As many of you who know me fairly well, I am an organizer...a planner....plan...plan..plan...it is just how my brain works. I was born a Type A, it is in my blood, it is me. Driven to succeed, no matter what the challenge that I placed on myself. Known as organized, productive, and reliable. Always in control. My belief was that I would thrive when all my ducks where in a row and I was ready to go, pulling everything and everyone along. I was in control...
image by Miki Sato
I now realize that this control was where I was limiting myself, my personal growth, as an artist, as a person. My belief was that if I could do it all I would be well...super girl.
All I ended up doing was limiting myself of my true potential, exhausting myself, and stressing relationships that I valued. Last year, I knew I had to change something but really didn't know how, I was so enmeshed in the grind, I couldn't see past my own tight schedule. I was so used to be the planner and the more I took on, the more I planned, so the more I took on, and the more I planned, until the joy of what I was doing was fading.
HA! Until it dawned on me...that this is my life and I could change it (over time). I had commitments that I wanted to honor for this year but I could change things that were in my immediate field of vision. I realized that I needed to give up that -oh so tight- grip that I had on my life.
I finally realize that it is only when you let go of the control of your life and the lives of others that you truly become empowered.
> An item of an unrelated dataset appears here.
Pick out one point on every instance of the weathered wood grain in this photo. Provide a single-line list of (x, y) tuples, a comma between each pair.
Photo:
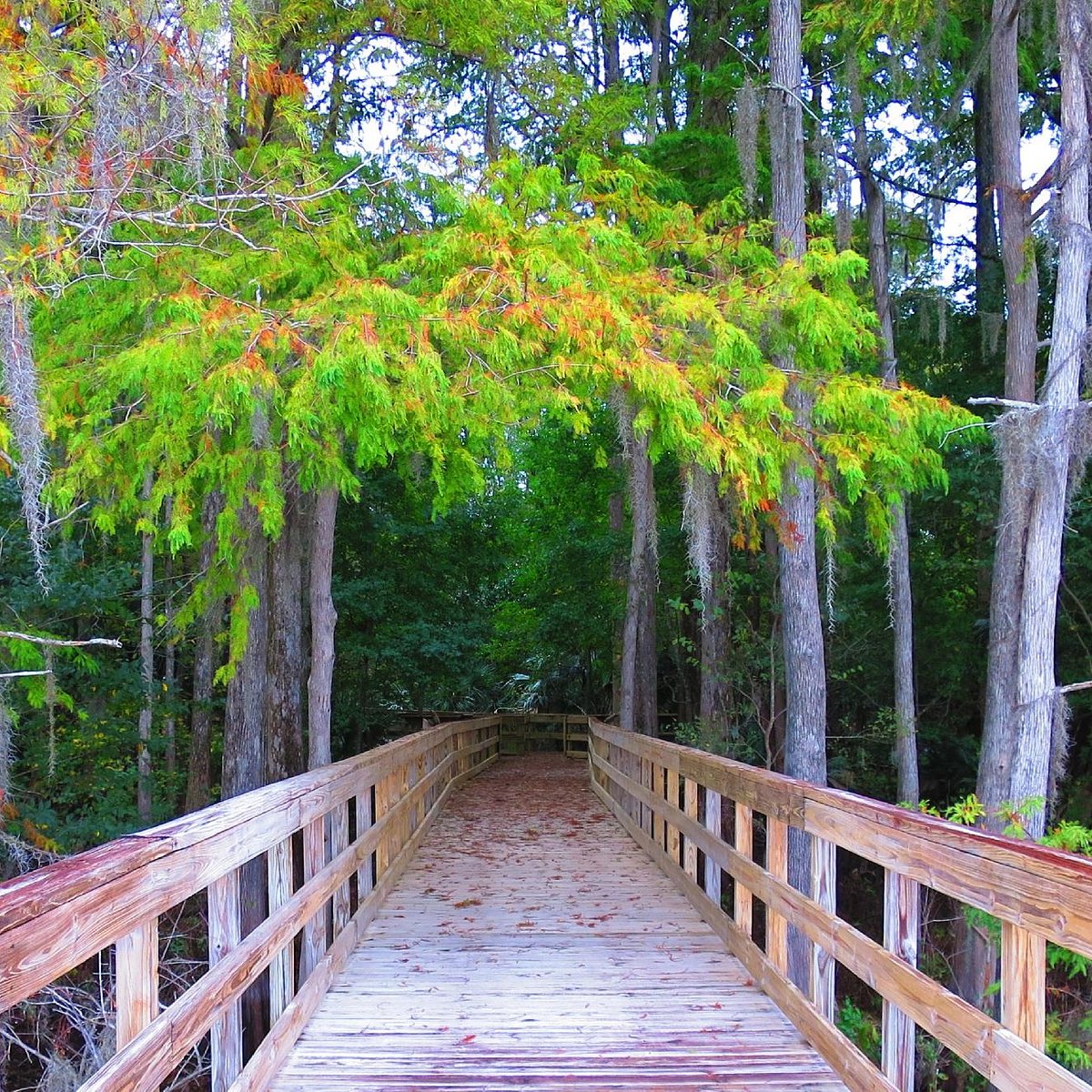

Letting go does not mean giving up your power. It's more about having faith and trusting that it will work out, for the better. It's letting go and being still, taking time to breath and let things happen on their own. This planning-control will be a constant work in progress for me and I find that it is easy to slip right back into organizing everyone around me. Now I can catch myself and stop...be still, breath. I also realize that this isn't something to get rid of, it is something to keep in balance! Use it for good so the real super girl can step out.
It has already shown itself to me and I am thankful that this is when you can learn to believe in your dreams and that they will come true with just faith, not a plan.